Mi riconosco pienamente nelle tue parole. Il più delle volte avverto l'odio come un inutile spreco di energie. L'importante è impedire ai nemici di prevaricarci e precluderci la possibilità di assumere uno stile di vita conforme alla Volontà di Padre Satana.
L'odio è un'emozione naturale ed un'arma molto potente. Provare odio è normalissimo, ed è la base della magia nera sostanzialmente. Se non provassi odio verso la persona che stai attaccando, l'incantesimo sarebbe debole ed inefficace. Le emozioni amplificano di molto l'energia.
Dipingere l'odio come un'emozione sbagliata, farti sentire in colpa perché lo provi, pensare che bisogna "solo amare", "amare i propri nemici", non combattere il fuoco con il fuoco e così via, sono tutte cazzate propinate dal nemico per rendere i gentili inermi e pronti alla loro distruzione. Stessa cosa con la magia nera, che dipingono come immorale e sbagliata.
Bisogna odiare e distruggere i propri nemici, è l'unico modo per poi non trovarsi 2 metri sotto terra.

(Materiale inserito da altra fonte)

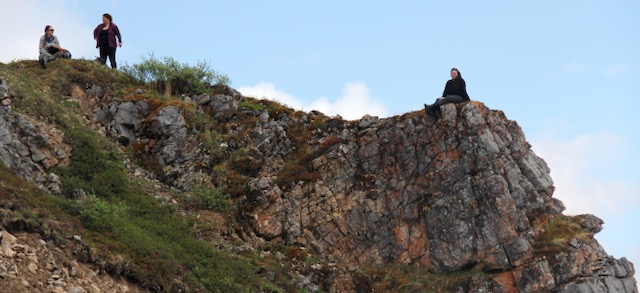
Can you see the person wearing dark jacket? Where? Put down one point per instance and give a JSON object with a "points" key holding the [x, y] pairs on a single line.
{"points": [[49, 47], [455, 91], [105, 35]]}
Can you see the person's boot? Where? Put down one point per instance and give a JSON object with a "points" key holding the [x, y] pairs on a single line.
{"points": [[429, 112]]}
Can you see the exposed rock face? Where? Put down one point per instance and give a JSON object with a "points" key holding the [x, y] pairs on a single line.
{"points": [[30, 264], [446, 195], [31, 147], [464, 192]]}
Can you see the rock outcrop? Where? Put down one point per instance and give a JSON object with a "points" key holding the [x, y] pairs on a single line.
{"points": [[31, 147], [462, 193]]}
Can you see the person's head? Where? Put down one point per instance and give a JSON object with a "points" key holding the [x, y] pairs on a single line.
{"points": [[455, 73], [106, 18], [48, 30]]}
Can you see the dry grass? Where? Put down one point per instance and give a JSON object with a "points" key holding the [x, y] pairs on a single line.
{"points": [[556, 233]]}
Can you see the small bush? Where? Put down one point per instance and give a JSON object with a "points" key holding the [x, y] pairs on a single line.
{"points": [[99, 215], [211, 197], [557, 233], [172, 77]]}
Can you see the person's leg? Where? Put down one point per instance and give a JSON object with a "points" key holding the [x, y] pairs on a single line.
{"points": [[446, 100], [112, 57], [103, 55]]}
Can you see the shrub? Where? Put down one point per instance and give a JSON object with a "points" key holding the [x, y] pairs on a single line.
{"points": [[99, 215], [557, 233], [172, 77], [211, 197]]}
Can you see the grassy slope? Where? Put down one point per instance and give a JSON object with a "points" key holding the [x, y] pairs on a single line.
{"points": [[157, 245]]}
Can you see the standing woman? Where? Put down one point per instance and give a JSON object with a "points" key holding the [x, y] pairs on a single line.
{"points": [[455, 91], [105, 35]]}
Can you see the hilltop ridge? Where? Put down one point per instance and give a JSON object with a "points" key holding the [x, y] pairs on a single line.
{"points": [[278, 200]]}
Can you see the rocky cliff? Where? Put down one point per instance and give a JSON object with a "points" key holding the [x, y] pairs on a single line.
{"points": [[350, 200]]}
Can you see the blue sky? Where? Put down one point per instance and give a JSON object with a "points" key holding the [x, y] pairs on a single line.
{"points": [[566, 71]]}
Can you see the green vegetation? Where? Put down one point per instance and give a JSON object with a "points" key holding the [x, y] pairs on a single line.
{"points": [[557, 233], [405, 278], [172, 77], [118, 217]]}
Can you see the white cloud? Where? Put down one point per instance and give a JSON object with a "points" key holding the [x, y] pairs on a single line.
{"points": [[265, 90], [589, 172], [614, 70], [574, 68], [355, 102], [24, 22]]}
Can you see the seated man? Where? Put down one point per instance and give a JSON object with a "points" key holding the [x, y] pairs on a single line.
{"points": [[50, 47]]}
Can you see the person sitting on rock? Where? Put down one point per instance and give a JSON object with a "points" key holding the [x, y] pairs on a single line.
{"points": [[455, 91], [50, 47]]}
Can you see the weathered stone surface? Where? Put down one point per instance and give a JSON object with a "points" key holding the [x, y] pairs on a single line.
{"points": [[31, 147], [223, 106]]}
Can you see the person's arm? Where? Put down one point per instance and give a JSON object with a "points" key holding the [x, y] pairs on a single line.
{"points": [[117, 33], [95, 33], [43, 46], [464, 90], [56, 44], [444, 93]]}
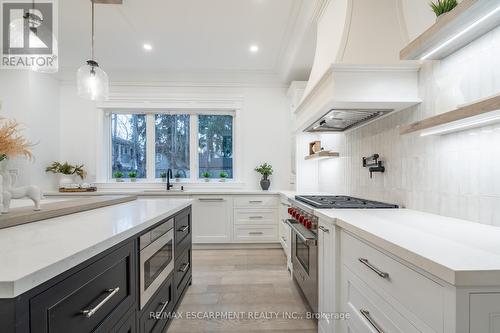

Immaginate la magia nera e l'odio come una spada, arrivano gli ebrei e vi dicono che le spade uccidono e sono mortali, buttatele via goyim. I goyim acconsentono, dato che non vogliono morte e distruzione nella propria vita e in quella degli altri. Qualche giorno dopo arriva un gruppo di invasori con a capo un rabbino, tutti armati di spade, lance ed ascie. I goyim finiscono tutti macellati e fatti a pezzi. Pensate che porgere l'altra guancia, amare i loro nemici mentre li facevano a pezzi, e non combattere il fuoco con il fuoco li abbia aiutati? Non credo.
Ricordate che Satana stesso ha detto che distruzione e creazione sono nelle nostre mani e non dobbiamo aver timore di distruggere.
Ovviamente noi operiamo con etica e crediamo nella giustizia. Non è che se uno vi guarda storto dovete fare un incantesimo di morte.
La giustizia va applicata in base al torto subito, e spesso con gli interessi, per far capire alla persona che ha preso di mira quello sbagliato.